HIL Test Verification of PDPI Control of Induction Generator‐Based Multi‐Rotor Wind Turbine Systems

Abstract

ABSTRACTIn this experimental study, a new technique is designed and presented for controlling the rotor side converter of an induction generator (IG) for multi‐rotor wind turbine (MRWT) systems. The direct power command (DPC) strategy is used to regulate the reactive and active power (Qs and Ps). DPC is characterized by several drawbacks, the most prominent of which are low durability, low current/power quality, and the use of power estimation.

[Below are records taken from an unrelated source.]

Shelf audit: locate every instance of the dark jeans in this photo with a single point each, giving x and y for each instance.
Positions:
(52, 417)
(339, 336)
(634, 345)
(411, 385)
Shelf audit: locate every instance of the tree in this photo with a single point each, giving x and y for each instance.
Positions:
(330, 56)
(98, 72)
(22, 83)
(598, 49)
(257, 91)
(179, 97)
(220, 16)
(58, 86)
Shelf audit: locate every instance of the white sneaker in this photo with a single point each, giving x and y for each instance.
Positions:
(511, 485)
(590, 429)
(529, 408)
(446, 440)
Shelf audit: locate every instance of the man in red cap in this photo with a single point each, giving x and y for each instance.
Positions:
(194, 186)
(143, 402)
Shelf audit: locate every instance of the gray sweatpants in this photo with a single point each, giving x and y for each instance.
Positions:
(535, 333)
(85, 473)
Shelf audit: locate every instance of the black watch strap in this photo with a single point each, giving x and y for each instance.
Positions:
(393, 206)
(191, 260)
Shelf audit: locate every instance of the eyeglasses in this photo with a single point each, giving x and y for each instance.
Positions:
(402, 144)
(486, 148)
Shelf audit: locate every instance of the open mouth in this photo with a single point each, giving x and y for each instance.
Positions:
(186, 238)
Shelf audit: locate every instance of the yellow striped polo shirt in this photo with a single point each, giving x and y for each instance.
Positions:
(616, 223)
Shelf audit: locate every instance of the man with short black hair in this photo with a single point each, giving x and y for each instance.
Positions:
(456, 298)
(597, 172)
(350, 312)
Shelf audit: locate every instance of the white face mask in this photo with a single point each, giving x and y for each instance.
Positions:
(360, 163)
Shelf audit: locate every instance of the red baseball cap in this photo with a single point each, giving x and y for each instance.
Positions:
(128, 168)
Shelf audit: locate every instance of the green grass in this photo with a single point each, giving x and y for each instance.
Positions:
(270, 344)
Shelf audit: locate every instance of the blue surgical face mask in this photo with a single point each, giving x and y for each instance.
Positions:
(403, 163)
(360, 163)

Therefore, a new PDPI (proportional‐derivative proportional‐integral) regulator is used as a suitable solution to overcome these shortcomings while maintaining simplicity, achieving a rapid dynamic response, and obtaining gains that characterize the DPC. The suggested DPC for controlling the IG inverter of an MRWT system uses two PDPI regulators and pulse width modulation (PWM) to create and generate the pulses necessary to run and regulate the IG inverter. First, the DPC‐PDPI‐PWM is verified in a MATLAB using different tests, and the characteristics of the DPC‐PDPI‐PWM is compared to that of DPC under different working conditions for a 1500 kW IG. Second, the validity of the simulated results is verified using the Hardware‐in‐the loop (HIL) test for the DPC‐PDPI‐PWM, and dSPACE 1104 is used for this purpose. The results demonstrate the effectiveness of the DPC‐PDPI‐PWM approach over DPC, as the harmonic distortion of the stream is minimized by 36.66%, 22.68%, and 33.33% in the three proposed tests. Also, the overshoot value of Ps was reduced compared to DPC by ratios estimated at 70.96%, 71.42%, and 70.31% in all tests. DPC‐PDPI‐PWM also reduces the steady‐state error of Qs compared to DPC by 68.33%, 58.82%, 67.90% in all tests performed. The experimental results confirm the numerical results, suggesting that the DPC‐PDPI‐PWM is a suitable solution in the field of command in the future.